Telle est, à seize ans, en 1819, Jeanne Le Perthuis de Vauds. Et sa première joie est de retrouver ses parents et le manoir normand de son enfance. Pourtant, une autre attente pourtant l'enfièvre: l'amour. Il aura le beau et noble visage du vicomte Julien de Lamare. Hélas, sous les coups de la réalité et des malheurs, les rêves, très vite, meurent.
(éd. J'ai lu, 1986, 4e de couverture)
Mon avis :
C'est toujours un plaisir de relire Maupassant (écrivain de chez nous, la Normandie!), même si cette histoire-là est un peu déprimante.

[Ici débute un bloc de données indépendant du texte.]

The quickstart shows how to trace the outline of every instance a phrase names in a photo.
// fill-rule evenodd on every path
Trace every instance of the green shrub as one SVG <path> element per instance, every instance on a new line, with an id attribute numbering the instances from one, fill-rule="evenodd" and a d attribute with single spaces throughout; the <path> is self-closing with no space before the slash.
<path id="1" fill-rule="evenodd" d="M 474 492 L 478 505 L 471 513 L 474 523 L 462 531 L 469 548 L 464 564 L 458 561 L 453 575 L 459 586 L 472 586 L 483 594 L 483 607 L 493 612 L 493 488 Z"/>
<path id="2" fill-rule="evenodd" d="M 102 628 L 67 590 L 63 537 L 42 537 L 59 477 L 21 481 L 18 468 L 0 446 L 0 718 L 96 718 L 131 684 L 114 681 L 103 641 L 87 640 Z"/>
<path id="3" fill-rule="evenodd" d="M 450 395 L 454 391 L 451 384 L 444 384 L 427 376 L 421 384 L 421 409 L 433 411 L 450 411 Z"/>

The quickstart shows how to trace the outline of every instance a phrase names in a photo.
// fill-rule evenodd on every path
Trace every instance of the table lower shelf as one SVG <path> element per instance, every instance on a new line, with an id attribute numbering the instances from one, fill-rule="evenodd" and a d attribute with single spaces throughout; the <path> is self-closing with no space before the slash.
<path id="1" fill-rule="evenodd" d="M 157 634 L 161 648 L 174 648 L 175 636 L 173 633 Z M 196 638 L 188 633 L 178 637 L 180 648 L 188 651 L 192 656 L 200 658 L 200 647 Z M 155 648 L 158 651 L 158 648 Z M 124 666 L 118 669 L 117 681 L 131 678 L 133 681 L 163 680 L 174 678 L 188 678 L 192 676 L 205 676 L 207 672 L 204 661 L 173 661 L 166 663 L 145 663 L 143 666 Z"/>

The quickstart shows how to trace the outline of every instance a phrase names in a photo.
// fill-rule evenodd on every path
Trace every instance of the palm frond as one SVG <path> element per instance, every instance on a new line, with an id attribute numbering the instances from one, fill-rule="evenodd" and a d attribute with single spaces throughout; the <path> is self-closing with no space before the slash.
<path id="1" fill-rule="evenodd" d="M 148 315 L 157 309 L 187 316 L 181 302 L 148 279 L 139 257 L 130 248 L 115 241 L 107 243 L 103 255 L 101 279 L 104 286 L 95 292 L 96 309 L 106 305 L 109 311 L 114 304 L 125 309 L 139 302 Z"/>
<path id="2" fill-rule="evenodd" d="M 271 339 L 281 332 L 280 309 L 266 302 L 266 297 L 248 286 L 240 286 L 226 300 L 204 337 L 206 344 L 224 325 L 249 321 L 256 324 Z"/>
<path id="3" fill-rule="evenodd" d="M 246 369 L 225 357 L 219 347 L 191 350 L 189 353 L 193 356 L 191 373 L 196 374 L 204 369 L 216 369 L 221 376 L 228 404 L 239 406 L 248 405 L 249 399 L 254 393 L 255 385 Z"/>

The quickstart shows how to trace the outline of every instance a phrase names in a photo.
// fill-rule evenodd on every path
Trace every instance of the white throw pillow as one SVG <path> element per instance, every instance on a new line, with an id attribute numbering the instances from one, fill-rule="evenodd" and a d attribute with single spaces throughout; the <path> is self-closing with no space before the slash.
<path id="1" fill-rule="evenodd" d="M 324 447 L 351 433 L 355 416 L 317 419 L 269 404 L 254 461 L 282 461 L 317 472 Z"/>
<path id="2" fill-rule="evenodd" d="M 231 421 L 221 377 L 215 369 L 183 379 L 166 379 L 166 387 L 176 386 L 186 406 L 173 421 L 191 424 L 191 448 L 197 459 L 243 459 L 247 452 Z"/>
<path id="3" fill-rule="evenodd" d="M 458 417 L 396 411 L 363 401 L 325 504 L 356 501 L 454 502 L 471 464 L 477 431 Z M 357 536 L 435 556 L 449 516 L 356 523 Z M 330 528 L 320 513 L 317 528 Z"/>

Dans la première partie, on découvre la "vie charmante et libre" de Jeanne à la sortie du couvent, ses longues balades dans la campagne normande ou en bord de mer (le manoir familial est proche d'Etretat), seule ou avec son père ("le baron"). On imagine très bien la beauté et la tranquillité des paysages. Jeanne a des parents aimants et compréhensifs et leur aisance financière lui offre une vie oisive.
Et voilà qu'elle rencontre le séduisant vicomte de Lamare. Dès lors tout va très vite. Les fiançailles, le mariage, la nuit de noces, le voyage en Corse... tout semble expédié. D'ailleurs, à peine rentrée que Jeanne a déjà le sentiment d'avoir accompli "le tour du bonheur"! N'aurait-elle pas confondu "le désir d'aimer" avec l'amour véritable, se laissant précipiter dans les bras de ce Julien? Les pleurs de "petite mère" quand elle a dû confier sa "fillette adorée" ("Tu appartiens toute entière à ton mari"), sa déchéance physique inéluctable, les heures passées autour de son "tiroir aux souvenirs" laissent supposer qu'elle sait la désillusion qui attend Jeanne...
Rosalie, la petite bonne et sœur de lait, le sait aussi, mais pour une autre raison que l'on comprend plus tard... A peine la phase de séduction passée que Julien se révèle brutal (ces pauvres jeunes filles qu'on laissait dans l'ignorance complète des "obligations conjugales"!), avare et autoritaire. Il prend peu à peu la direction de la maison et de la fortune familiales. Jeanne se retrouve prise dans "les longs ennuis de la vie monotone" tandis que son mari se distrait avec la comtesse voisine.
On aurait pu croire que le bonheur reviendrait avec la naissance de son fils Paul ("Poulet"). C'est le cas tant qu'il est petit, dorloté par ses grands-parents et la touchante (car délaissée) tante Lison. Mais Jeanne ayant construit sa vie autour de cet enfant, le passage à l'âge adulte est aussi désastreux que cruel (y compris pour lui). Les déconvenues s'enchaînent. La solitude s'installe. Elle qui avait tout -la beauté, la richesse, des parents aimants- se retrouve à mener une vie misérable faite de souvenirs et de regrets.
L'arrivée de sa petite-fille peut laisser entrevoir un regain d'espoir... ou pas, si l'histoire se répète. On ressort de ce roman partagé entre la résignation ("Tout le monde était perfide, menteur et faux. On pleure parfois les illusions avec autant de tristesse que les morts") et l'envie de profiter de sa vie pour ne pas finir de la même façon!